Greensboro, North Carolina has expanded a program that sends mental health clinicians to certain 911 calls instead of police officers, according to reporting by The Rhino Times of Greensboro. The move is part of a broader national trend toward crisis response models that separate mental health emergencies from traditional law enforcement responses.
The program directs some calls to trained clinicians who respond in place of, or alongside, police. The goal is to connect people in mental health crisis with appropriate care rather than default to a law enforcement response. Officials did not specify the full criteria for which calls qualify.
A similar model has been gaining traction in other parts of the country. In Utah, KSL.com reported on what it described as an emergency room equivalent for mental health, called an access center. These facilities give people in crisis a place to go other than a hospital emergency room or a jail, and they operate around the clock.

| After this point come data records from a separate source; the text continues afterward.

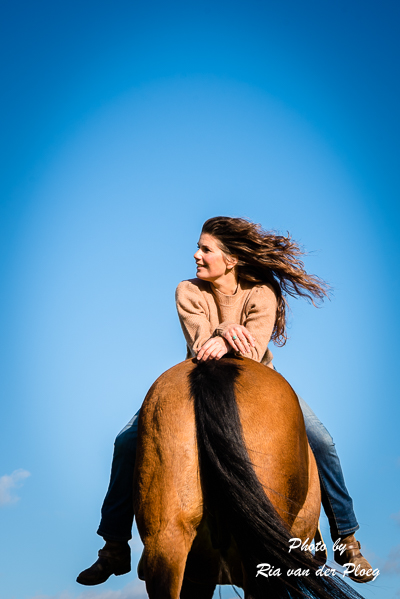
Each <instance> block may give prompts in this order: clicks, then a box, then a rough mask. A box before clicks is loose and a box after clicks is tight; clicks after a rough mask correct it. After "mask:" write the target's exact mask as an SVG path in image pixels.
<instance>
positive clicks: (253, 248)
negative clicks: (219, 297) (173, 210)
mask: <svg viewBox="0 0 400 599" xmlns="http://www.w3.org/2000/svg"><path fill="white" fill-rule="evenodd" d="M202 233H208V234H209V235H213V237H215V238H216V240H217V243H218V245H219V247H220V248H221V250H222V251H223V252H224V253H225V254H227V255H232V256H235V257H236V258H237V259H238V263H237V267H236V268H237V273H238V276H239V277H241V278H242V279H246V280H247V281H251V282H253V283H259V284H260V283H261V284H266V283H267V284H269V285H271V286H272V288H273V289H274V291H275V293H276V297H277V300H278V307H277V310H276V319H275V326H274V330H273V333H272V340H273V341H274V343H275V344H276V345H284V344H285V343H286V340H287V335H286V320H287V307H288V304H287V300H286V296H288V295H290V296H291V297H299V296H300V297H305V298H307V299H308V300H309V301H311V302H312V303H313V304H314V305H316V303H315V300H322V299H323V298H324V297H327V296H328V290H329V286H328V285H327V284H326V283H325V282H324V281H322V280H321V279H320V278H319V277H317V276H315V275H309V274H307V272H306V271H305V269H304V264H303V262H302V261H301V260H300V257H301V256H304V251H302V250H301V248H300V247H299V245H298V244H297V243H296V242H295V241H293V240H292V238H291V237H290V235H289V234H288V236H287V237H284V236H283V235H277V234H276V233H274V232H272V231H264V230H263V229H262V227H261V225H258V224H256V223H253V222H251V221H249V220H247V219H245V218H231V217H229V216H215V217H214V218H210V219H208V220H207V221H206V222H205V223H204V225H203V229H202Z"/></svg>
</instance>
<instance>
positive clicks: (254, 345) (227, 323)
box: [216, 285, 278, 362]
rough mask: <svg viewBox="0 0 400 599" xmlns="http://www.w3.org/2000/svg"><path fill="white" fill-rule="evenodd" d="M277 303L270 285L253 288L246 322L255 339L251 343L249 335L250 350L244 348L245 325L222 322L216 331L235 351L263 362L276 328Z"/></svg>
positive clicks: (247, 328) (243, 354) (246, 356)
mask: <svg viewBox="0 0 400 599" xmlns="http://www.w3.org/2000/svg"><path fill="white" fill-rule="evenodd" d="M277 305H278V303H277V299H276V295H275V293H274V291H273V290H272V288H271V287H270V286H268V285H260V286H255V287H254V288H253V289H252V291H251V293H250V297H249V299H248V301H247V305H246V306H245V316H246V318H245V322H244V327H245V329H246V331H247V332H248V334H249V336H250V337H252V338H253V339H254V343H253V344H250V343H249V336H247V345H248V346H249V350H250V351H249V352H244V351H243V349H242V348H243V346H245V341H246V337H245V336H244V335H243V330H241V329H242V328H243V327H241V326H240V325H237V324H236V323H230V322H228V323H221V324H220V325H219V326H218V328H217V329H216V332H217V334H218V335H220V336H221V337H223V338H224V339H226V340H227V341H228V343H229V344H230V345H231V346H232V347H233V348H234V349H235V351H237V352H238V353H240V354H242V355H244V356H246V357H248V358H252V359H253V360H256V361H257V362H261V360H262V359H263V357H264V355H265V353H266V351H267V347H268V343H269V342H270V340H271V335H272V331H273V330H274V324H275V318H276V309H277ZM233 336H236V337H237V339H236V340H233Z"/></svg>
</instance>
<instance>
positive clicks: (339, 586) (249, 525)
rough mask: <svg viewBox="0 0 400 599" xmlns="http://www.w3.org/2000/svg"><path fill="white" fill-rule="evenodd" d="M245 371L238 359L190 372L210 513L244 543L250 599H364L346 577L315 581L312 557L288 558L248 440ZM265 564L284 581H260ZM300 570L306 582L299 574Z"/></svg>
mask: <svg viewBox="0 0 400 599" xmlns="http://www.w3.org/2000/svg"><path fill="white" fill-rule="evenodd" d="M240 370H241V366H240V362H239V360H234V359H229V358H228V359H226V358H225V359H222V360H211V361H207V362H202V363H199V364H198V365H197V366H196V368H194V369H193V370H192V372H191V373H190V389H191V394H192V398H193V400H194V407H195V417H196V427H197V443H198V449H199V461H200V472H201V479H202V487H203V492H204V494H205V498H206V503H207V507H208V510H209V512H210V513H211V516H212V518H214V519H215V520H216V521H217V522H218V523H219V526H222V529H225V530H228V531H229V532H230V534H231V535H232V537H233V538H234V540H235V542H236V544H237V547H238V550H239V553H240V557H241V560H242V562H243V565H244V569H245V572H246V587H247V595H246V596H248V597H249V599H250V598H251V599H265V597H280V598H285V599H286V598H287V599H304V597H307V598H312V599H356V598H358V599H360V598H361V599H362V596H361V595H359V594H358V593H357V592H356V591H354V590H353V589H352V588H351V587H350V586H348V585H347V584H346V583H345V582H344V581H343V579H341V578H339V576H342V575H341V574H339V575H337V576H336V577H332V576H329V577H324V576H321V575H316V572H317V570H318V568H319V567H320V566H321V564H320V562H318V560H316V559H315V558H313V557H312V556H311V554H309V553H308V552H306V551H301V550H300V549H292V550H291V552H290V553H289V539H290V538H291V535H290V533H289V531H288V528H287V527H286V525H285V524H284V522H283V521H282V519H281V518H280V516H279V515H278V513H277V512H276V510H275V508H274V507H273V505H272V503H271V502H270V500H269V499H268V497H267V495H266V494H265V492H264V489H263V487H262V485H261V483H260V481H259V480H258V478H257V476H256V474H255V471H254V469H253V467H252V464H251V461H250V458H249V455H248V453H247V450H246V447H245V444H244V441H243V435H242V427H241V423H240V418H239V411H238V407H237V403H236V398H235V383H236V381H237V379H238V377H239V374H240ZM266 417H268V416H267V415H266ZM261 563H263V564H269V565H271V566H272V567H273V568H274V571H276V570H277V569H278V568H279V571H280V575H273V576H268V577H266V576H265V575H257V566H258V564H261ZM290 570H291V571H292V575H290V574H289V575H288V571H290ZM296 570H297V573H296V574H299V573H300V572H302V575H294V572H295V571H296ZM307 571H308V574H307ZM269 573H270V574H271V570H269Z"/></svg>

Access centers are designed to reduce the burden on emergency rooms, which often lack the specialized staff and environment needed to help people experiencing psychiatric emergencies. Patients can arrive on their own or be brought in by law enforcement or emergency medical teams.
The concept addresses a well-documented gap in the mental health care system. Emergency rooms are not built for psychiatric crises, and jails are even less equipped. Access centers aim to fill that space with trained mental health staff and a calmer setting.
Together, the Greensboro expansion and the access center model reflect a shift in how some communities are approaching mental health emergencies. Both move away from reactive, enforcement-based responses toward care-centered alternatives.
The Greensboro program is still growing. City officials have not announced a timeline for further expansion or a full accounting of results since the program began.